Of course, the burning question is, does it work? – And one has to answer with an uncomfortable "yes". It does work. But in succeeding to make the puppets "real", the show has lost much of the reason for being a puppet series in the first place. The series might have worked even more successfully had it been a fully-fledged live-action production.

ToonHound.com on the mix of puppetry and live action

Writers Chris Drake and Graeme Bassett put it that "On paper, at least, the premise seemed irresistible", yet view the blending of puppetry and live action as "uneasy". Prior to his death in 2002, Unwin himself praised the off-beat nature of The Secret Service, defending the inclusion of elements such as Unwinese dialogue as "an attempt to add a new dimension to the puppet field ... It was a bit bizarre, but then aren't many new ideas a little odd at first?" On the subject of the cancellation, he commented that the series was possibly "a little bit before its time". Contrary to Peel and La Rivière, John Walsh of The Guardian challenges the idea that the gobbledegook devalued the series, arguing that "British audiences quite like not understanding things."

In an episode review published in the Andersonic fanzine, Paul O'Brien writes that the AquaTank plot of "Recall to Service" is "an obvious allegory about the hazards of complete automation", suggesting that the depiction of a military super-weapon gone rogue reflects episodes of earlier Supermarionation series such as Thunderbirds in terms of its subtext, which warns of the dangers of over-reliance on technology. The vital plot development of the episode occurs, according to O'Brien, when the character of Matthew returns the AquaTank to manual control: "in other words, the machinery is now subordinate to its creator once again, as it should stay." O'Brien is critical of the limitations of the puppet cast, arguing that the recurring absence of female characters makes Unwin and Harding members of an "all-male club" and that the one regular character of the opposite sex, Mrs Appleby, "contributes precisely nil to the plot."

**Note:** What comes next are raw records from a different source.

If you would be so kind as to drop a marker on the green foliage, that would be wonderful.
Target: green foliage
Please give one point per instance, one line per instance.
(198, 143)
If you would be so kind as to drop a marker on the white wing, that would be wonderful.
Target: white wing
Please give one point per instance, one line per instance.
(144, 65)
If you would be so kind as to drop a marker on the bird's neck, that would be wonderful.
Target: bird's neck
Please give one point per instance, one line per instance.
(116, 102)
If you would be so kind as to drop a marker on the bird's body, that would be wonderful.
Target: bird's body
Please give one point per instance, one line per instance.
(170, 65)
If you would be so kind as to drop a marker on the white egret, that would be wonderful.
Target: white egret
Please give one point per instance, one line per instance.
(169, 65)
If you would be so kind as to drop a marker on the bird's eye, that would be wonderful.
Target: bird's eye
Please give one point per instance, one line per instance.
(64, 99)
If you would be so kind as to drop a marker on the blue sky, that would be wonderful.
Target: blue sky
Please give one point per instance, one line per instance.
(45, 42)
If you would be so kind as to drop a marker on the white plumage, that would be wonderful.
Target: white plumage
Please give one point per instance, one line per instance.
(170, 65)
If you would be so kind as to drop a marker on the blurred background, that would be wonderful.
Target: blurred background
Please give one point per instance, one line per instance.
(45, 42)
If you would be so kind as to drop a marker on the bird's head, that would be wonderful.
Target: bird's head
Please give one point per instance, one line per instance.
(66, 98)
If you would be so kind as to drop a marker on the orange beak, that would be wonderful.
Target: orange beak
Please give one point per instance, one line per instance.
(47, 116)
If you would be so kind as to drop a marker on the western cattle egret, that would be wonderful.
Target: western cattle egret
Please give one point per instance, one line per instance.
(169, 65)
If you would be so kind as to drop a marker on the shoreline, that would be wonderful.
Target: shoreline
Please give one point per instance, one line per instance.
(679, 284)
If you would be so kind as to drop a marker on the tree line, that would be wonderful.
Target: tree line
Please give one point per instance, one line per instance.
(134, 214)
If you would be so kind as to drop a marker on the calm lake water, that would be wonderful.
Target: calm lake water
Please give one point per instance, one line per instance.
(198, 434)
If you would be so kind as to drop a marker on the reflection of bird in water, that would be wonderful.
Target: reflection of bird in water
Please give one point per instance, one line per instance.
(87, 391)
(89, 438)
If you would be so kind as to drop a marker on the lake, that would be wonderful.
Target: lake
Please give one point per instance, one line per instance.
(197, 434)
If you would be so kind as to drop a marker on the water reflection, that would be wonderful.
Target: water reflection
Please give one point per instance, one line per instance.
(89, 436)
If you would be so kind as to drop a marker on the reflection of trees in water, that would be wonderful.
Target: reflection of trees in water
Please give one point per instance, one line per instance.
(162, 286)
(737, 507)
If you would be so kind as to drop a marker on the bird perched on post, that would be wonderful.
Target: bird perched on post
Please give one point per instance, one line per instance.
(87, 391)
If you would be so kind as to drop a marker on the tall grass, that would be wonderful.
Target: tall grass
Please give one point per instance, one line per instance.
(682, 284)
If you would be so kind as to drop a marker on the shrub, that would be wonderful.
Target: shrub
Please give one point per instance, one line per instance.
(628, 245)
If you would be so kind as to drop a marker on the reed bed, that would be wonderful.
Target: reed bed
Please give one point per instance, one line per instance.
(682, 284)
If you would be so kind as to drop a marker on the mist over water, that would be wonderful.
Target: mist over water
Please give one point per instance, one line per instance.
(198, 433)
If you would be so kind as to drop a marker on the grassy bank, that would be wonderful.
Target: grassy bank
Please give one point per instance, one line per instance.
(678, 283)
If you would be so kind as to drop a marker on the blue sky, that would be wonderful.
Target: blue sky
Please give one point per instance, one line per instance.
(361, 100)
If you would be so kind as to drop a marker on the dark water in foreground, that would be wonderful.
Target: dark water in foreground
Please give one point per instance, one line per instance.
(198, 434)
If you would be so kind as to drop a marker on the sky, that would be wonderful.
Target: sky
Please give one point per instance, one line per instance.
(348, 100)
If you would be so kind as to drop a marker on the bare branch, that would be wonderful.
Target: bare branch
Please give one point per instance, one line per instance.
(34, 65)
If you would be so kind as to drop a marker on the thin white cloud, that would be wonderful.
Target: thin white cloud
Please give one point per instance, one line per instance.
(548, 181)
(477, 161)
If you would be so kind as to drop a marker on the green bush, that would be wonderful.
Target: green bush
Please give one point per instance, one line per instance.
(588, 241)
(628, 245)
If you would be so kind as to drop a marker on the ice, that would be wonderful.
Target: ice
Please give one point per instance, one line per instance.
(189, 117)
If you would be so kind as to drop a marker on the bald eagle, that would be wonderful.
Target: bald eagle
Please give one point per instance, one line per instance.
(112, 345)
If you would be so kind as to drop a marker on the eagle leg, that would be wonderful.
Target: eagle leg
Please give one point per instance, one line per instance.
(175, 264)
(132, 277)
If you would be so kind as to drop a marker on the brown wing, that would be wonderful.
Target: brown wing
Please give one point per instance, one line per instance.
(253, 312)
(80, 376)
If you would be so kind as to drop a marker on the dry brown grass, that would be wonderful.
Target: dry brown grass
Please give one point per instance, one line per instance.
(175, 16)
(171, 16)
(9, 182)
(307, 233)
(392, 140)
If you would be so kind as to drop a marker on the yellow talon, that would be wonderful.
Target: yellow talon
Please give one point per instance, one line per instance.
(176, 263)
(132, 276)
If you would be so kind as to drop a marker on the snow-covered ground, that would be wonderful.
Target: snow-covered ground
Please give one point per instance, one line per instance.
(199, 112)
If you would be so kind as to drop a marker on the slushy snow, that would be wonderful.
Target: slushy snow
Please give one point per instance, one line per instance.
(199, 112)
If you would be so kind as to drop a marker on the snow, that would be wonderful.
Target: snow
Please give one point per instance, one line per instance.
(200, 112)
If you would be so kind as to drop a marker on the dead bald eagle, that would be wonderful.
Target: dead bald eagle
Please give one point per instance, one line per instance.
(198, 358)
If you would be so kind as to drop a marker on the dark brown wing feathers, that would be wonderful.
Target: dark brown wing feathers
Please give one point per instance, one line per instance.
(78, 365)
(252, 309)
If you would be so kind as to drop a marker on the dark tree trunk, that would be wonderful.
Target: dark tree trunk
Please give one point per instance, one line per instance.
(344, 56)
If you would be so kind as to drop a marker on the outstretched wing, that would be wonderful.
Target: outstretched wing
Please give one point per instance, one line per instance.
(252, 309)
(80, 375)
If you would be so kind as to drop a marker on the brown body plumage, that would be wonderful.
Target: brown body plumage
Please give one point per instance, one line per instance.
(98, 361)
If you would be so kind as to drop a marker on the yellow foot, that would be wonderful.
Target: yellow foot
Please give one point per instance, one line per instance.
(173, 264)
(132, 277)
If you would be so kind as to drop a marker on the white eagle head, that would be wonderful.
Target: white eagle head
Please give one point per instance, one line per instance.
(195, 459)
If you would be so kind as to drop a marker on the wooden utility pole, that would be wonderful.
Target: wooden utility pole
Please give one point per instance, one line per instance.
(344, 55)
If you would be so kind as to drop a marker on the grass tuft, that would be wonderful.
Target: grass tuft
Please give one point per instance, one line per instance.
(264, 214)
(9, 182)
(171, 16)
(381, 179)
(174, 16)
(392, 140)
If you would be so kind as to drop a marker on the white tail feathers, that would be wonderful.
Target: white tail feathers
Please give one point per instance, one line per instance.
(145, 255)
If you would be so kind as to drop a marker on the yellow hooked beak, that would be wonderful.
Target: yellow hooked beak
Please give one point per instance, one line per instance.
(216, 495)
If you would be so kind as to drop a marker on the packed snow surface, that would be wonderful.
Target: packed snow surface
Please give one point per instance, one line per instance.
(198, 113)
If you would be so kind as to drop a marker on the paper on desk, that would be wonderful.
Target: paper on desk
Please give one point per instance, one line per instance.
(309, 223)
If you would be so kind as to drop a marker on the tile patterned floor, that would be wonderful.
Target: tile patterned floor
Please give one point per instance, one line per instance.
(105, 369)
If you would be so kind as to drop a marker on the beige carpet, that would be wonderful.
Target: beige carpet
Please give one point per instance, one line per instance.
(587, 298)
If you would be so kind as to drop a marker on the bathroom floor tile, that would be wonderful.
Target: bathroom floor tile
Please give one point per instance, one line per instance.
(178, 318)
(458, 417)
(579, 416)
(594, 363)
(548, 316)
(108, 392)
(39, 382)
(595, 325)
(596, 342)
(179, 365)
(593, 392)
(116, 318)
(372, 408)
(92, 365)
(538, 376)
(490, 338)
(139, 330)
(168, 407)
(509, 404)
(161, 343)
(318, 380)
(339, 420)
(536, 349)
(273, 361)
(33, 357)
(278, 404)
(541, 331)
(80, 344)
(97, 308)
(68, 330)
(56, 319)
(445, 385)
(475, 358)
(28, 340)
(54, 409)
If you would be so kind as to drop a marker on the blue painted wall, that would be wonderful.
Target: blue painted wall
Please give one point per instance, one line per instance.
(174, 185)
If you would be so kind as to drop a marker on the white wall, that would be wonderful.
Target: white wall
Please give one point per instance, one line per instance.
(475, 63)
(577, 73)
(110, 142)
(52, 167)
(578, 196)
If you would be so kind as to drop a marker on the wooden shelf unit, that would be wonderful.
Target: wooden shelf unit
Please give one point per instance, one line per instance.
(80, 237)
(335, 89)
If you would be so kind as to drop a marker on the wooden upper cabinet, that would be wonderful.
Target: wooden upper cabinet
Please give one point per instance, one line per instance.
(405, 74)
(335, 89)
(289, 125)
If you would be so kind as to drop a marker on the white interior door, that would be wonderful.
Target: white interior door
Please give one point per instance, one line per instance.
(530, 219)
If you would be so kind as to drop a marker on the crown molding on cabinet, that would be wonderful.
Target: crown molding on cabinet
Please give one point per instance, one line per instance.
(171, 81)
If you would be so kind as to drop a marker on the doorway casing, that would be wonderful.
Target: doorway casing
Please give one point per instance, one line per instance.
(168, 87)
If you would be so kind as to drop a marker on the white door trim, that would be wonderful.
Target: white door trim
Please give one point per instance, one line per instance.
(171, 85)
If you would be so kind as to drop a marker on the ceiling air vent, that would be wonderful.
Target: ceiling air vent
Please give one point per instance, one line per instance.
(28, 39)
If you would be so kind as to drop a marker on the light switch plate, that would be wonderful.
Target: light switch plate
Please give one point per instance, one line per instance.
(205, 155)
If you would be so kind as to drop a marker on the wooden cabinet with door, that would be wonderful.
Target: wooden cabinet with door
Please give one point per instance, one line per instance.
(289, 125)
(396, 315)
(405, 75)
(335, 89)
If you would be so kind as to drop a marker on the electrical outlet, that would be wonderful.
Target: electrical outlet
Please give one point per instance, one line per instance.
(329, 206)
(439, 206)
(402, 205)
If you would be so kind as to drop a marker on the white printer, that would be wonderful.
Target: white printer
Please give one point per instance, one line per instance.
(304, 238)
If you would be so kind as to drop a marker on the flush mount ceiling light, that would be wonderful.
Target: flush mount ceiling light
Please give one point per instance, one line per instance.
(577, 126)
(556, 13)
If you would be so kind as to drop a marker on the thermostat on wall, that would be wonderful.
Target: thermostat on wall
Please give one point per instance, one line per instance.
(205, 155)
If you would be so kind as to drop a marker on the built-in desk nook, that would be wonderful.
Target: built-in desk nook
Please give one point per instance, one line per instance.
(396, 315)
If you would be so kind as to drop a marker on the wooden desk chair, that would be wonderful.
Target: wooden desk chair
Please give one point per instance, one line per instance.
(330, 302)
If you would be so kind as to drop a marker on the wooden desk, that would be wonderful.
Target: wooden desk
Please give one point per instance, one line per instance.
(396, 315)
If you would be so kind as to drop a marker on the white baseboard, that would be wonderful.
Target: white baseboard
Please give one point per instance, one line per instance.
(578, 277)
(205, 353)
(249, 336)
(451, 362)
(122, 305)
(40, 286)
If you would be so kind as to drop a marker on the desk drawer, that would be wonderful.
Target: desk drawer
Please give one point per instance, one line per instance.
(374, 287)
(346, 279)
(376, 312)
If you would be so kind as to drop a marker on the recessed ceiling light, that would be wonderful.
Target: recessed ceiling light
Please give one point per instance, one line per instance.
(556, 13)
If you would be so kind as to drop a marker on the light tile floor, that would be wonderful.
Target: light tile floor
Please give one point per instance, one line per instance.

Exploring cultural influences, historian Nicholas J. Cull describes The Secret Service as an "idiosyncratically British product" and, in reference to BISHOP, writes that the series honours "the 1960s vogue for stories set in secret organisations with extravagant acronyms." He points out inferences to the Cold War, noting that the spy Sakov in "The Cure" is Russian and concluding that The Secret Service is one of several Century 21 series that "unashamedly capitalised on the Cold War cult of the secret agent whose skills defend the home from enemies unknown." He labels The Secret Service overall as the Andersons' "one flop".